Collaborative consumption is expected to change the market by
- Lowering individual consumption.
- Increasing access to products to financially unable people.
- Reducing the need for production.
- Providing for the need of something without embracing ownership. For example, providing for the need of a hole instead of the screwdriver that creates it.
- Our interaction with products.

===Case study: libraries for continuous consumption===
Ecometrics can evaluate the impacts of tool libraries, where the communal use of libraries allows consumers to use collective resources instead of purchasing resources independently. This scales the impacts of the resource (in this case the tool), while still providing the same value to independent consumers.

Whereas the actual value of the product is diluted in a conventional system, by way that it is temporality used for its given cost, the value of a product can be optimally used by being used multiple times - in a conscious system, where the impacts of consumption are reduced by the amount of tools within the system. In what follows, only some generalized formulas will be used.

Factors of consumption can be improved through employing rental systems where resources are shared:
- Value

-The usage of a product over its entire lifetime

-The value gained from a product's purchase over its cost

- Change in Storage Space

-The decrease in space used to store a product within a community

-The ratio of communal storage space to individual storage space

-Waste impacts

-The amount of waste created within a community for a given category of product

-The externalized impact of producing a product

Thus the factors of consumption can be evaluated for resources within a system of collaborative consumption. It can be observed that continuous consumption cycles extend the usage of a product for a longer lifetime and greater consumer base while reducing the negative environmental impacts of production.

- The Value

-The usage ratio of a product for its total owned or purchased lifetime.

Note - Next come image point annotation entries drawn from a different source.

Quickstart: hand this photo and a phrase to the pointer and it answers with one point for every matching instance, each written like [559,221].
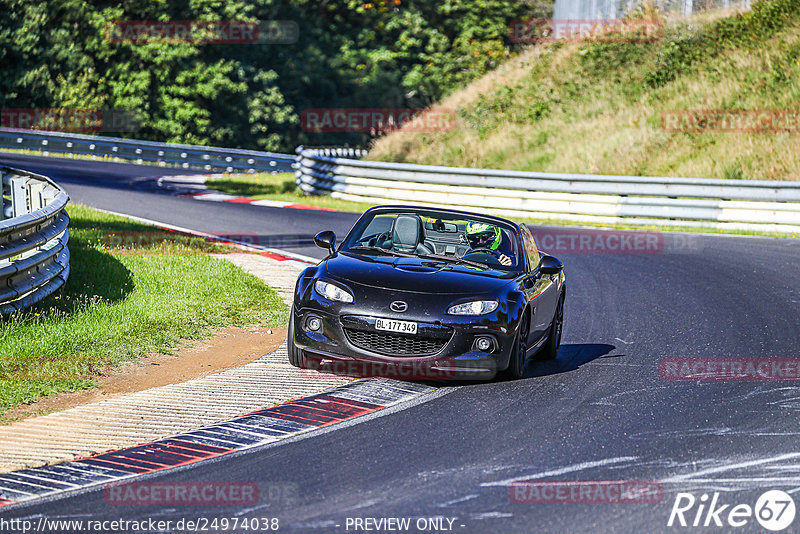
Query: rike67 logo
[774,510]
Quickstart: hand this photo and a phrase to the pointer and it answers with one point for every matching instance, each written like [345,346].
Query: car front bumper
[349,343]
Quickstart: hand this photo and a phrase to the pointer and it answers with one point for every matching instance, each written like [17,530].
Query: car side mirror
[326,239]
[550,265]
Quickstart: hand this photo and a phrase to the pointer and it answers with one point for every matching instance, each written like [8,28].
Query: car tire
[550,349]
[295,355]
[516,363]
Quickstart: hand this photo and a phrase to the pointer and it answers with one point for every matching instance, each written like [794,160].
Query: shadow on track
[570,357]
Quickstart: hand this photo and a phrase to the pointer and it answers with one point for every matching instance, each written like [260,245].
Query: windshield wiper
[363,248]
[453,259]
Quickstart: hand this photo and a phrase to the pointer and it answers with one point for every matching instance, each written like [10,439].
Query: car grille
[394,344]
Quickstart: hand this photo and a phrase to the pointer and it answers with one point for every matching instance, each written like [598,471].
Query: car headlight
[332,292]
[476,307]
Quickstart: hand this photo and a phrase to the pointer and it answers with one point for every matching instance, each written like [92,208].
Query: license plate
[390,325]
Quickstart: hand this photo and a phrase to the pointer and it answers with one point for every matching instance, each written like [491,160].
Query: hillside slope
[596,107]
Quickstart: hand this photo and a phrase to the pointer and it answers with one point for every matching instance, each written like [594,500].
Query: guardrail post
[35,196]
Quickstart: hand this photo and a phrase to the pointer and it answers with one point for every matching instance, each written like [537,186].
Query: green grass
[133,290]
[596,107]
[282,187]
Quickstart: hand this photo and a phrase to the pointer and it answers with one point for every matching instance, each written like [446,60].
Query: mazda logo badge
[398,306]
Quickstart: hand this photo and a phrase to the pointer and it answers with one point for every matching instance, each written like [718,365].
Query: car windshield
[470,240]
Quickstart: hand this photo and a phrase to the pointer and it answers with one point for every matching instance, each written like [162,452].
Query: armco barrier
[185,156]
[34,258]
[755,205]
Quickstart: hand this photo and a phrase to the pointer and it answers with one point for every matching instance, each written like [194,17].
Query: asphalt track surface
[600,412]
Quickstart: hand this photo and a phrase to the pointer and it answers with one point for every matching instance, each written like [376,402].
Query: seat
[408,235]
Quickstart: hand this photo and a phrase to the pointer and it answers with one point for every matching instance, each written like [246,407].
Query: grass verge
[133,290]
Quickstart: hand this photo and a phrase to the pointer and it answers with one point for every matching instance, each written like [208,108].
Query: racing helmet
[482,235]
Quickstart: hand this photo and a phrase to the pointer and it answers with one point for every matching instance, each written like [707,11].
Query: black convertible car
[426,293]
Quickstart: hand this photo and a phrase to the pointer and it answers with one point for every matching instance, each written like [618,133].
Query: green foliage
[361,54]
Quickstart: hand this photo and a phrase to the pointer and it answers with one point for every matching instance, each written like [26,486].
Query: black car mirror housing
[327,240]
[550,265]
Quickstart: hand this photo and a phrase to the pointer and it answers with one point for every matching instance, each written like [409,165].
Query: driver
[487,237]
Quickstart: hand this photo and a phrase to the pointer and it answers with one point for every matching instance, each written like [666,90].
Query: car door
[540,290]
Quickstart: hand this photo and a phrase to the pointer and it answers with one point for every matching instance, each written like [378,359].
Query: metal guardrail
[34,258]
[185,156]
[755,205]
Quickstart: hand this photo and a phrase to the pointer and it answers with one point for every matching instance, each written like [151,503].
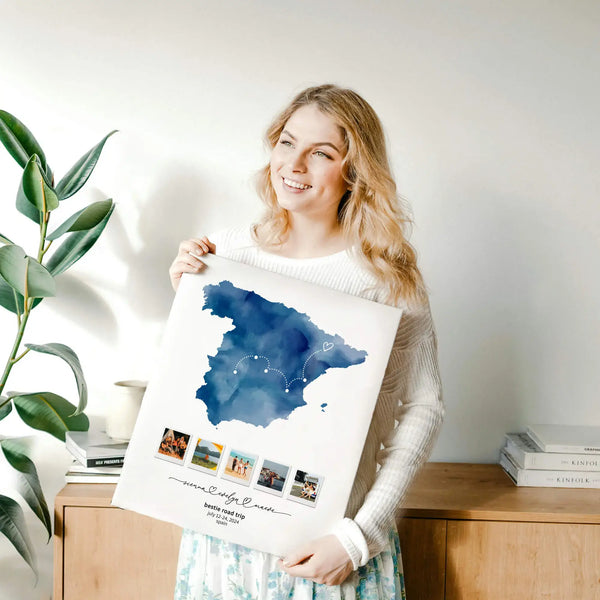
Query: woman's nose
[297,162]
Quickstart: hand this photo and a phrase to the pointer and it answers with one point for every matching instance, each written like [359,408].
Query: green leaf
[15,265]
[51,413]
[28,483]
[76,245]
[26,208]
[12,525]
[79,173]
[6,409]
[84,219]
[69,356]
[18,140]
[7,297]
[35,187]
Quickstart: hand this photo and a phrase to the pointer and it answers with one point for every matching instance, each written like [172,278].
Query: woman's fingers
[188,258]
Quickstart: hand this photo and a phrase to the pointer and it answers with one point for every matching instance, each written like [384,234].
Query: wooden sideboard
[467,533]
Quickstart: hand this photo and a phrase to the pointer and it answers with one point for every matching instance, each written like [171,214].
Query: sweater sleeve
[412,388]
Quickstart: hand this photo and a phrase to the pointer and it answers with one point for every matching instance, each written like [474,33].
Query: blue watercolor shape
[265,362]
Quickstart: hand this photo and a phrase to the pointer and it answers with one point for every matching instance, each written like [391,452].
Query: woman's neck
[309,239]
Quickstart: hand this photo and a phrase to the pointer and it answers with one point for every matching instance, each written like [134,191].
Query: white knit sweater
[409,409]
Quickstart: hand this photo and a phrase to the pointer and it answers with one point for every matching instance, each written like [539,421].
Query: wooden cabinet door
[111,553]
[423,545]
[497,560]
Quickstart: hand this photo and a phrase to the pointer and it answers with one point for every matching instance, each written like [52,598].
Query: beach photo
[173,446]
[306,488]
[239,467]
[272,477]
[207,456]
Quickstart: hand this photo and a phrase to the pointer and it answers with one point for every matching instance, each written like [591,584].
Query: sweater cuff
[353,541]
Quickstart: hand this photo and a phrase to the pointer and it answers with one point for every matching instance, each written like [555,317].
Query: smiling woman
[306,170]
[333,218]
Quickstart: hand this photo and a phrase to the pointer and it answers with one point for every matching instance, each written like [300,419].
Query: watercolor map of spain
[265,362]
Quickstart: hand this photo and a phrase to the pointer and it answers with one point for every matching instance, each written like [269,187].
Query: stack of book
[97,457]
[553,456]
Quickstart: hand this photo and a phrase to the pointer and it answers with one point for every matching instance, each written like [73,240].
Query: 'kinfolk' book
[577,439]
[542,478]
[95,448]
[527,455]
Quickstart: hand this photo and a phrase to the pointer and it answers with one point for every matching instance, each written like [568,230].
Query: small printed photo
[173,446]
[239,467]
[272,477]
[306,488]
[207,456]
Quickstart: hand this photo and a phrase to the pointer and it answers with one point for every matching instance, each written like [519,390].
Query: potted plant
[24,282]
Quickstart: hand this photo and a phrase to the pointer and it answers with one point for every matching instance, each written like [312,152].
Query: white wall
[491,113]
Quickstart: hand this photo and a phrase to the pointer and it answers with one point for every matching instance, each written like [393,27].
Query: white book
[543,478]
[577,439]
[527,455]
[95,448]
[74,477]
[77,467]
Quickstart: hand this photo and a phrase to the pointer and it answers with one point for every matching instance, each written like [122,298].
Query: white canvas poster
[255,417]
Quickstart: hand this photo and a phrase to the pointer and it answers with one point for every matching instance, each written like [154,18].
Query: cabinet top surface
[444,491]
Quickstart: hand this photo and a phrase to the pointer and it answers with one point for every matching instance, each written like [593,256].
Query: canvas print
[272,477]
[207,456]
[261,379]
[173,446]
[306,488]
[265,363]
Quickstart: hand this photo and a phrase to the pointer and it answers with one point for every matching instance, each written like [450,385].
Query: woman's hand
[323,560]
[186,262]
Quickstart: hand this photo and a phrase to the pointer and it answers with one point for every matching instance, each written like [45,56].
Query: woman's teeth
[295,184]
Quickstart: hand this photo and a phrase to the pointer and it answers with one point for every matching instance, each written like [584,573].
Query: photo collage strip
[239,466]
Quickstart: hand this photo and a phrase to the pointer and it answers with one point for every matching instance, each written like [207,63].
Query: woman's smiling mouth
[295,184]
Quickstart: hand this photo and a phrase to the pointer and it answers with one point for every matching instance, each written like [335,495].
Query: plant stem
[11,360]
[27,306]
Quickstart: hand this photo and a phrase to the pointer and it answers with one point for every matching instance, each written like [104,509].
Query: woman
[333,218]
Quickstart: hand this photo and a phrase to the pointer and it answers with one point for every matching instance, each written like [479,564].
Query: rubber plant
[24,282]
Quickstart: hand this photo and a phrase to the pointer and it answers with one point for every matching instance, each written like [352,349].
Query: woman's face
[306,165]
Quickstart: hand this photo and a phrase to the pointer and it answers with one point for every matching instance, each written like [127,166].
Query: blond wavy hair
[371,215]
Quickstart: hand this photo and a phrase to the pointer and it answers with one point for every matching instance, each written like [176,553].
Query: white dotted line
[287,384]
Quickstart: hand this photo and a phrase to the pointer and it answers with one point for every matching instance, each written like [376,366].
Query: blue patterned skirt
[212,569]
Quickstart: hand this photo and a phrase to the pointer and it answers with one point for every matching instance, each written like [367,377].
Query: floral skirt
[212,569]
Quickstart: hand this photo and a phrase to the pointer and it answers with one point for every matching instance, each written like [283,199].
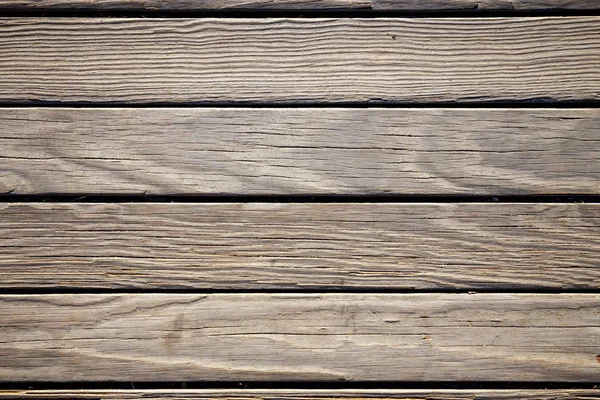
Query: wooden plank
[312,394]
[299,151]
[271,246]
[279,60]
[317,337]
[308,5]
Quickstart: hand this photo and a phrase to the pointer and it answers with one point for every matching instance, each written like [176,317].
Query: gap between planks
[299,394]
[305,5]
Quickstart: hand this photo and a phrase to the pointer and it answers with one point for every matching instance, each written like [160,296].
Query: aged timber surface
[267,245]
[377,5]
[299,151]
[320,337]
[312,394]
[278,60]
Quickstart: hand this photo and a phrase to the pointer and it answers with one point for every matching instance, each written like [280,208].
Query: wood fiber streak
[278,60]
[376,5]
[312,394]
[270,246]
[278,337]
[299,151]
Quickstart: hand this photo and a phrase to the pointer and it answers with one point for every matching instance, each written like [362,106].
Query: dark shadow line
[299,385]
[116,12]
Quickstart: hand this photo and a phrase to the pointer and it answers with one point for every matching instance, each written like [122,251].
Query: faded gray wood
[377,5]
[320,337]
[278,60]
[312,394]
[269,245]
[300,151]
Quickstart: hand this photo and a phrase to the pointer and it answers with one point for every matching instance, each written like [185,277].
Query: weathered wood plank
[278,337]
[312,394]
[299,151]
[299,60]
[259,246]
[377,5]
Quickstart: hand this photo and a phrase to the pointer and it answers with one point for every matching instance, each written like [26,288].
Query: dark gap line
[83,12]
[533,290]
[543,103]
[297,385]
[308,198]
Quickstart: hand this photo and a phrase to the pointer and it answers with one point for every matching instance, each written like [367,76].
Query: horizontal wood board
[359,5]
[298,394]
[271,246]
[237,151]
[279,60]
[278,337]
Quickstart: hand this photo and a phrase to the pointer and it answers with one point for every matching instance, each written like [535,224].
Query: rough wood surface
[320,337]
[276,60]
[299,151]
[266,245]
[376,5]
[312,394]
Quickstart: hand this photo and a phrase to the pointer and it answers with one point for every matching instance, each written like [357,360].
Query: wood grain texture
[312,394]
[267,245]
[317,337]
[299,151]
[299,60]
[376,5]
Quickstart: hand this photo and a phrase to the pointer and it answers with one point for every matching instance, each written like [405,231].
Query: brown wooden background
[299,199]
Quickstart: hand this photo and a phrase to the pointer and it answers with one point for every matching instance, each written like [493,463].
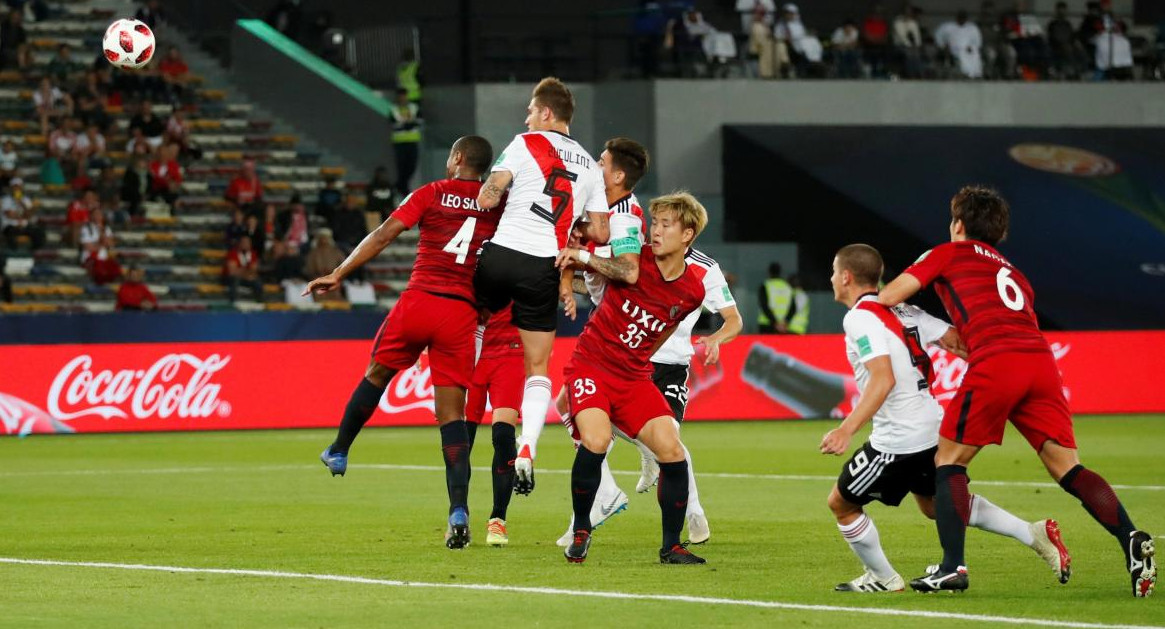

$Usage(time)/Lifetime(time)$

-The amount of value gained from its purchase over the amount of money spent on it.

$Value=benefit.value/money$

- Change in storage space

-The decrease in space used to serve a value, when library systems are employed.

$Decrease.space(units.space)=unit.space(unit.space)*(num.users.individual.cons(scalar)-num.max.rent.units.stocked(scalar))$

-The ratio of space that would be used by consumer if they were to purchase the tool themselves over the space that is utilized within a community to provide the same value that the product supplies.

$Ratio.of.indv.space/rentspace=unit.space(num.users.individual.consumed/num.max.rent.units.stocked)$
$num.max.rent.units.stocked=max.users.per.day*max.rent.period*num.stocked/rent.period$

- Waste and Emissions Impacts

-The decrease in communal waste for a given category of product

$Decrease.waste.using.com.lib=waste.unit*(num.users.individual.cons(scalar)-num.max.rent.units.stocked(scalar))$

-The ratio of waste that would be produced by the community of consumers if they were to purchase the tool themselves over what would be produced if collaborative consumption were employed

$Ratio.of.indv.waste.to.coll.rent.waste=(numusers.individual.consump/num.max.rent.units.stocked)$

-The externalized impact of not consuming an additional product. Considering that the product is made far away from the consumer, the impact of production is unobserved within a local production area

$ext.impact.of.production.unit= emissions.energy.prod.unit+pollution.energy.prod.unit+emissions.material.prod.unit + pollution.material.prod.unit$

if the impact of externalized production has a global impact

$local.impact.of.prod=ext.impact.of.prod$

This is assuming that the number of units stocked provides for all the uses within a community, and that:

$num.max.rent.units.stocked=max.users.per.day*max.rent.period*num.stocked/rent.period$.

Thus the factors of consumption can be evaluated for resources within a system of collaborative consumption. It can be observed that continuous consumption cycles extend the usage of a product for a longer lifetime and greater consumer base while reducing the negative environmental impacts of production.